Als het inderdaad toch zo is dat de patiënt na een emdr-sessie, zoals de woorden van Shapiro suggereren, spontaan en automatisch een zekere mate van gedragsverandering laat zien, waarom zouden we dit fenomeen dan niet met beproefde cognitief-gedragsmatige technieken stimuleren, zodat het zich maximaal ontvouwt? Daarmee zou niet alleen de kans op volledige remissie van de ptss vergroot worden, maar bovendien ook de mogelijkheid van ‘posttraumatische groei’ ontstaan. Calhoun en Tedeschi definieerden dat laatste als het bereiken van een niveau van functioneren dat een persoon in zijn leven nog niet eerder bereikt had (Calhoun & Tedeschi, 1999). Posttraumatische groei zou met name kunnen optreden in relaties met anderen, de identiteit en het zelfbeeld, en de levensfilosofie van het individu (Ibid.). We zien hierin verschillende criteria van de definitie van ptss gereflecteerd: traumaslachtoffers hebben immers naast hun traumatische herinneringen ook verstoringen van hun zelf- en wereldbeeld en vertonen vermijdingsgedrag dat schadelijk is voor hun (interpersoonlijk) functioneren. Calhoun en Tedeschi constateerden dat het de worstelingen met de gevolgen van een trauma waren die deze positieve veranderingen konden bewerkstelligen. Een persoon komt, met andere woorden, alleen door zijn eigen inspanningen om zich te herstellen van zijn trauma tot dit hogere niveau van functioneren. Bovendien merkten zij op dat de mate van posttraumatische groei ook beïnvloed kan worden door de therapeutische aanpak: een warme therapeutische relatie waarin het proces van reflectie op het huidige functioneren bewust gestimuleerd wordt, kan veel tijd en moeite besparen en de groei versterken (Calhoun & Tedeschi, 1999).
Verzilveren
Het werk van Janet herinnert ons eraan dat deze ideeën niet nieuw zijn. Reeds in 1925 formuleerde hij zijn drie fasen van traumabehandeling: stabilisatie, de-traumatisering en integratie (Janet, 1925). In de fase van integratie werd door Janet de nadruk gelegd op het stimuleren van de groei van het individu en het aangaan van gezonde relaties en activiteiten. In 1992 publiceerde Judith Herman haar standaardwerk ‘Trauma and recovery’, waarin zij, op basis van de fasen van Janet, benadrukt dat met louter desensitisatie van herinneringen een volledige remissie theoretisch ondenkbaar is. Zij benadrukt het belang van ‘reconnection’, wat onder andere betekent het doorbreken van ingesleten vermijdingspatronen om weer deel te nemen aan het interpersoonlijke en maatschappelijke leven (Herman, 1992).

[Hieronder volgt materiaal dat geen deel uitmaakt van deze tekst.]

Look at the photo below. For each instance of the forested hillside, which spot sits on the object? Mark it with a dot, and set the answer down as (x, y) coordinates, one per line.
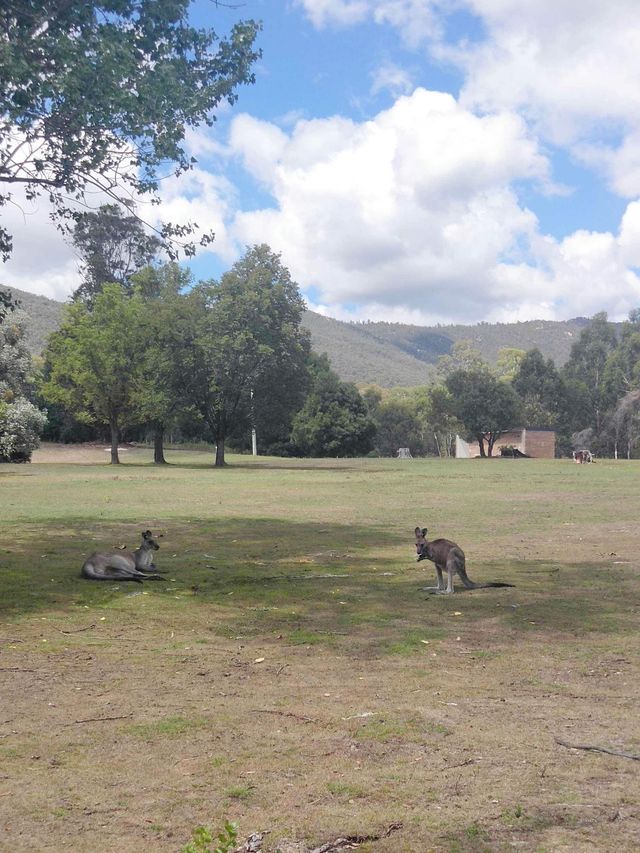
(388, 354)
(44, 316)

Sommige behandelaars van trauma hebben zich desondanks van deze fasering afgekeerd, omdat zij in de praktijk merkten dat bij veel van hun patiënten het herstel zo snel intrad en verliep dat er geen stabilisatiefase nodig was en de patiënt het latere ‘integratieve’ werk zelf spontaan op zich nam (Bicanic, De Jongh & Ten Broeke, 2015; Bongaerts, Van Minnen & De Jongh, 2017). De fasering van Janet wordt nu steeds vaker gereserveerd voor de ernstigste, meervoudig en langdurig getraumatiseerde populaties (Van der Hart e.a., 2013). Hier is op het eerste gezicht zeker wat voor te zeggen, omdat bij de meeste simpele enkelvoudige trauma’s anders sprake zou zijn van overbehandeling. De problemen ontstaan echter bij patiënten die zich qua klachten in het midden bevinden tussen simpel enkelvoudig trauma enerzijds en dissociatieve identiteitsstoornissen anderzijds. Bij deze gemiddeld complexe ptss is aandacht voor integratie en posttraumatische groei wel relevant, maar hoeft zij mogelijk niet zo uitgebreid te zijn te zijn als wanneer sprake is van een dissociatieve identiteitsstoornis.

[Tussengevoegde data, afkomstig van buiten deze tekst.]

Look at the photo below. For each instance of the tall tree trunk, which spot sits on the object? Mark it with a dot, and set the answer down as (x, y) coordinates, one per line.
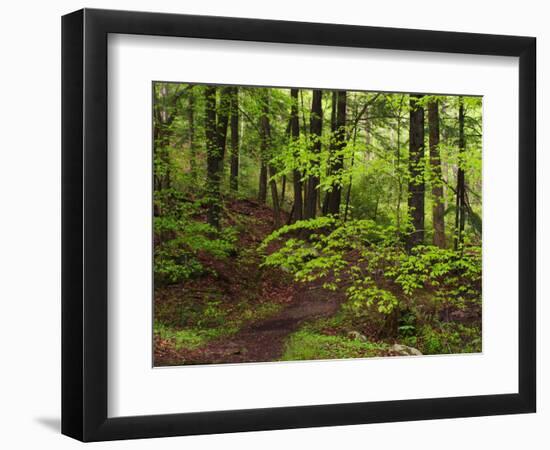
(192, 148)
(296, 175)
(265, 128)
(416, 172)
(162, 138)
(283, 189)
(337, 158)
(262, 186)
(438, 208)
(234, 170)
(460, 213)
(316, 127)
(367, 137)
(216, 134)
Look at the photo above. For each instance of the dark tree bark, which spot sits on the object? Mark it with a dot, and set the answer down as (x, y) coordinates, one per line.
(316, 127)
(283, 191)
(161, 134)
(192, 149)
(460, 213)
(438, 209)
(265, 128)
(296, 175)
(334, 196)
(216, 133)
(262, 186)
(234, 169)
(416, 172)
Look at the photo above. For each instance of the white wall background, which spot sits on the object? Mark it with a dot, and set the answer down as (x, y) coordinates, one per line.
(30, 229)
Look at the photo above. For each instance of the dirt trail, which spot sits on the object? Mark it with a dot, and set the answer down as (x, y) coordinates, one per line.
(264, 340)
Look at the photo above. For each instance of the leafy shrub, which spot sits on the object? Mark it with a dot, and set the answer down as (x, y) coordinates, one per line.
(306, 345)
(449, 337)
(180, 239)
(369, 263)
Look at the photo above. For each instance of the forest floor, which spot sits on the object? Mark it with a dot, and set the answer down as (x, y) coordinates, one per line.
(241, 312)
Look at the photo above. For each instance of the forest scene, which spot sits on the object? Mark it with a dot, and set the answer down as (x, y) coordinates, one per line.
(313, 224)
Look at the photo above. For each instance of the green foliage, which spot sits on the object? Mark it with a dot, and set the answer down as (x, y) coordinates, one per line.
(449, 337)
(368, 261)
(181, 239)
(307, 345)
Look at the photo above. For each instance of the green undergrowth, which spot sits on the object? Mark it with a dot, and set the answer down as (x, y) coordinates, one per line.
(309, 345)
(199, 325)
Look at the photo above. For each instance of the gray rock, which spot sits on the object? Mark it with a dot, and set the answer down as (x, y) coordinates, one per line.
(404, 350)
(356, 336)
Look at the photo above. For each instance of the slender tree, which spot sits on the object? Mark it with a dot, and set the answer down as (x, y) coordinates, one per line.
(416, 172)
(336, 162)
(298, 207)
(315, 127)
(216, 122)
(438, 208)
(191, 120)
(265, 139)
(234, 125)
(460, 212)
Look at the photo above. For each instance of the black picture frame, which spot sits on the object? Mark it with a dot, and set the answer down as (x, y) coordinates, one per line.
(84, 224)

Om te voorkomen dat we bij het ‘middensegment’ van de emdr-patiënten genoegen nemen met het ‘spontane’ herstel en te riskeren dat remissie van de ptss niet bereikt wordt, stellen wij een aanpassing voor op het standaard-emdr-protocol. De aanvulling, waarmee de patiënt gestimuleerd wordt om de opluchting van de emdr te ‘verzilveren’ in gezonde gedragsveranderingen, bestaat er uit een drietal componenten.
Ten eerste dient de therapeut de verwachtingen van de patiënt over het emdr-proces te sturen. Daarbij moet hij de patiënt helpen zich bewust te worden van zijn eigen actieve rol in het realiseren van posttraumatische groei. Die rol bestaat eruit dat de patiënt zelf actief begint zijn (vaak jaren oude) vermijdingspatronen te doorbreken. Ten tweede dient de therapeut de aandacht van de patiënt te richten op (de kansen voor) gedragsverandering in de week na de emdr-sessie. Ten derde is het van belang dat de therapeut actief betrokken blijft bij deze gedragsveranderingen teneinde de patiënt te motiveren om deze ook daadwerkelijk te (blijven) ondernemen.
1. Verwachtingen sturen
Bij deze eerste component van het verzilveren staat het managen van verwachtingen van de patiënt over de periode na een emdr-sessie centraal. De rationale van de remissie van ptss en eventuele posttraumatische groei kan coherent worden gepresenteerd met de metafoor van een ‘web van klachten’. De verschillende klachten van de patiënt worden in een samenhang gepresenteerd. Hierdoor wordt duidelijk dat de traumatische herinnering weliswaar oorspronkelijk de oorzaak van de klachten was, maar dat de klachten elkaar beïnvloeden en in stand houden en daarmee niet spontaan verdwijnen als de nare herinnering op de achtergrond raakt. Problemen met het zelfbeeld, wereldbeeld, relaties met anderen en een verstoorde oriëntatiereflex vormen samen met de traumatische herinnering het web van klachten waar de patiënt in gevangen zit.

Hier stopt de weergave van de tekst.